J’ai retrouvé un vieux veston dans mon placard. Un blazer en velours côtelé marron, un peu élimé, mais avec une certaine élégance, que j’avais déniché dans une boutique de seconde main. Maria s’était tellement foutue de ma gueule quand elle m’avait vu avec ! Mais je le portais quand même, je l’aimais bien. Maintenant, j’ai l’air d’un clown avec, un clown triste. C’est moi qui ai l’air élimé quand je l’enfile…

Non je n’y arrive pas, c’est trop con. Mon psy m’a dit d’écrire un journal. Ridicule ! De quoi suis-je censé parler ? Je ne vais pas d’emblée me lamenter, dire à quel point Maria me manque, à quel point j’ai tout fait foirer quand je l’ai poussée à partir ! Je ne vais pas noircir la première page de ce carnet en décrivant l’ampleur du mépris que je porte à la vie que je mène, aux choix que j’ai faits, à ma manière d’être et de penser.

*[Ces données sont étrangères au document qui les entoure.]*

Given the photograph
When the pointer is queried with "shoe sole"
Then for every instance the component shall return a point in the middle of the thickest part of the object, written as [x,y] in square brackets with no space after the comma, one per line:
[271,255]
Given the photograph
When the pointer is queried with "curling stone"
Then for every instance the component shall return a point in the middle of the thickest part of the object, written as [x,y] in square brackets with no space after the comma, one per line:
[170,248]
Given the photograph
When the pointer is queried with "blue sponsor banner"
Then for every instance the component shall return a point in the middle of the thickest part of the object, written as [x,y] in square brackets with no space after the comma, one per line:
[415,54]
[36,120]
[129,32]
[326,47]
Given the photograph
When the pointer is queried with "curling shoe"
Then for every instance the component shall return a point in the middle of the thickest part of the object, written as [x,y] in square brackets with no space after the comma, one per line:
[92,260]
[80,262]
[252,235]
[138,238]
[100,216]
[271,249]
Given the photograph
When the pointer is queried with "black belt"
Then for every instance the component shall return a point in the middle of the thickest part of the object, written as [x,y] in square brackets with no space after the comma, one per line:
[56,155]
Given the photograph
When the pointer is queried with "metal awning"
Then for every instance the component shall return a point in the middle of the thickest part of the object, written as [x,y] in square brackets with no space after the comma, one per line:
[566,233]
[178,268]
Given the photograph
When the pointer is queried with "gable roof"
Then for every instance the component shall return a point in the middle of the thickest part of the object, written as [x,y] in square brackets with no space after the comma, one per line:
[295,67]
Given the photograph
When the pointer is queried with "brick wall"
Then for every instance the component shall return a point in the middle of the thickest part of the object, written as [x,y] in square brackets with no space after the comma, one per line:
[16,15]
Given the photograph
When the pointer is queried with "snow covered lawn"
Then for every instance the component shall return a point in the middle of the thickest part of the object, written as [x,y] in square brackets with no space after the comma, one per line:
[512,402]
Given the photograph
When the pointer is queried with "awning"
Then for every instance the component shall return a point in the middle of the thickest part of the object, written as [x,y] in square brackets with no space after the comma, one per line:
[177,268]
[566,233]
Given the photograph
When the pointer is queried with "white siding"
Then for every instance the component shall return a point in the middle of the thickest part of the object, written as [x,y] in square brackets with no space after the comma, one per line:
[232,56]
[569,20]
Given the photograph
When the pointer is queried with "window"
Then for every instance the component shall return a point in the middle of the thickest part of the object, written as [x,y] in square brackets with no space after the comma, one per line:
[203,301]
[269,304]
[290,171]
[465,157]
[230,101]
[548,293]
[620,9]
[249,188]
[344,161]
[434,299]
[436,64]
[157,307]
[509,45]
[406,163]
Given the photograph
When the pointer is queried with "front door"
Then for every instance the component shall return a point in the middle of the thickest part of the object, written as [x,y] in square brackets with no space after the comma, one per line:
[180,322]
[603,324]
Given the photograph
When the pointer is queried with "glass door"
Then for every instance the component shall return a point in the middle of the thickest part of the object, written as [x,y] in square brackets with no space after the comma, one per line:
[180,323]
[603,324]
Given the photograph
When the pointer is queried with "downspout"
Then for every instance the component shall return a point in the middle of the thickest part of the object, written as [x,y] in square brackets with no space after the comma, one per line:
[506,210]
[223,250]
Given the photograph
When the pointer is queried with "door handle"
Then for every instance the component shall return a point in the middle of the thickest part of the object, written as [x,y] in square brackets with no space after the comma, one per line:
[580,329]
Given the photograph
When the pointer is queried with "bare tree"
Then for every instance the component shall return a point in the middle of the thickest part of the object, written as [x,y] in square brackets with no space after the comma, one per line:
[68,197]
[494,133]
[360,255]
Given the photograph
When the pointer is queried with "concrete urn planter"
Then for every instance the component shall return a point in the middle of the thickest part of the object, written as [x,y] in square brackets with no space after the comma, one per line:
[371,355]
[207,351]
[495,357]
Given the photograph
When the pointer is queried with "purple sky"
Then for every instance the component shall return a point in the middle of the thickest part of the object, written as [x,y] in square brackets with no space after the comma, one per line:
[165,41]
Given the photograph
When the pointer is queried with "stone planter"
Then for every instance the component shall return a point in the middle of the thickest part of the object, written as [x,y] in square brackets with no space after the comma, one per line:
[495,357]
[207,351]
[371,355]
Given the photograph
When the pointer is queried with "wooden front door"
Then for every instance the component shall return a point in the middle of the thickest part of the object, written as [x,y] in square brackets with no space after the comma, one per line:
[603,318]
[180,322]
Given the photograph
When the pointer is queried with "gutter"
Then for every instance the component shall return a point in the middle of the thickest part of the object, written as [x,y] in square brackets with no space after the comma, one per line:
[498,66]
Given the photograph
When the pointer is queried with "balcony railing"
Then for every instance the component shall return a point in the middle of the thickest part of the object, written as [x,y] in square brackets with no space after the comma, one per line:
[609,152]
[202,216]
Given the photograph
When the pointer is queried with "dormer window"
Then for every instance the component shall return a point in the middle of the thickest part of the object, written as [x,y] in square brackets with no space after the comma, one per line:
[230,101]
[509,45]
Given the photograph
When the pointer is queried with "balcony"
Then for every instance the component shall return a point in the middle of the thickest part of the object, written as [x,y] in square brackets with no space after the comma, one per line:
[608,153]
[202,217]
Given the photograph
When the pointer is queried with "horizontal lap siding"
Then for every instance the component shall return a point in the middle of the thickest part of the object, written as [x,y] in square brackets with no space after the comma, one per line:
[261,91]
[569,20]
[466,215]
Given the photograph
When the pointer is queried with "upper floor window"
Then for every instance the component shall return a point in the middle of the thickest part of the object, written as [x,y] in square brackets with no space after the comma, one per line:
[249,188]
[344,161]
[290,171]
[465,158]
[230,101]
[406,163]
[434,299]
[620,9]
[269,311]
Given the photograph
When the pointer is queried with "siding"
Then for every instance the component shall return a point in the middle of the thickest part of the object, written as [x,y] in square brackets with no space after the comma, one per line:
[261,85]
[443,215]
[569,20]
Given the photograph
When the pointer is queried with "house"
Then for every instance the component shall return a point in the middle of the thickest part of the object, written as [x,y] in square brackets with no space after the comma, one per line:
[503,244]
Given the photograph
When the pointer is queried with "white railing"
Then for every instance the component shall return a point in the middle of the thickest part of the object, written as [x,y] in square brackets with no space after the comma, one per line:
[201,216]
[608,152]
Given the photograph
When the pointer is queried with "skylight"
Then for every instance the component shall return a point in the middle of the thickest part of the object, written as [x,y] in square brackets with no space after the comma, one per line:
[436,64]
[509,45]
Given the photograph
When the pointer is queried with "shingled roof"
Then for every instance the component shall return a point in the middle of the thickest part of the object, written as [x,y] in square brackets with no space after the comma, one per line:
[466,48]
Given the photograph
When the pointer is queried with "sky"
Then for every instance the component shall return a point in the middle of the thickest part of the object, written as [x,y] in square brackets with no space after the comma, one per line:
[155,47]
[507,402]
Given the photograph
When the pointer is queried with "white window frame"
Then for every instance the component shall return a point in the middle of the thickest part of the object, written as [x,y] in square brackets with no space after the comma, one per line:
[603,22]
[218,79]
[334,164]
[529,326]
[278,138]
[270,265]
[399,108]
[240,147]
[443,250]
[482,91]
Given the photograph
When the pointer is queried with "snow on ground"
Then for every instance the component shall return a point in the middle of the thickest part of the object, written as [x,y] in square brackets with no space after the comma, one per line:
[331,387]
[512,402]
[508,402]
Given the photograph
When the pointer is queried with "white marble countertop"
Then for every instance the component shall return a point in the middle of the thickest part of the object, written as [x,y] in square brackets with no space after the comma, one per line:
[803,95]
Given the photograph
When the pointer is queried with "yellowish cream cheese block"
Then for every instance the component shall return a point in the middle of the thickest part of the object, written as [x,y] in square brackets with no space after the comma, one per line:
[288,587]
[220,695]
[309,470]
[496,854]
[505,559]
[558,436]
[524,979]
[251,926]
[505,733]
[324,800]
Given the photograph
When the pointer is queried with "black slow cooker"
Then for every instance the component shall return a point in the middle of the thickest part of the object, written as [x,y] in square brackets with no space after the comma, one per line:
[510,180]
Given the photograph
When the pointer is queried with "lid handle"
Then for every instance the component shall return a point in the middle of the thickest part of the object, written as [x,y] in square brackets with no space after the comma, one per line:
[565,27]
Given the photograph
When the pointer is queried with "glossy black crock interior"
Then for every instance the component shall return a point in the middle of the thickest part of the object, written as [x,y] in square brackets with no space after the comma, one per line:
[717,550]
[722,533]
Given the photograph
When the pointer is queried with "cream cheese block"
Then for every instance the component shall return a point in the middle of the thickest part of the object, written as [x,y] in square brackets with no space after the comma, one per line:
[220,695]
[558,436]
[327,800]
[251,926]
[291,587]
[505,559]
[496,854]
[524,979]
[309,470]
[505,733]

J’aurais trop l’impression d’être une adolescente prépubère. « Aujourd’hui, j’ai encore croisé Jonas, il sent bon le “chewing-gomme” et il a de jolis pics dans les cheveux. Je lui ai dit bonjour, mais il n’a pas répondu, et maintenant, je n’arrête pas de pleurer, et personne ne me comprend… » Conneries. Jonas finira chauve de toute façon.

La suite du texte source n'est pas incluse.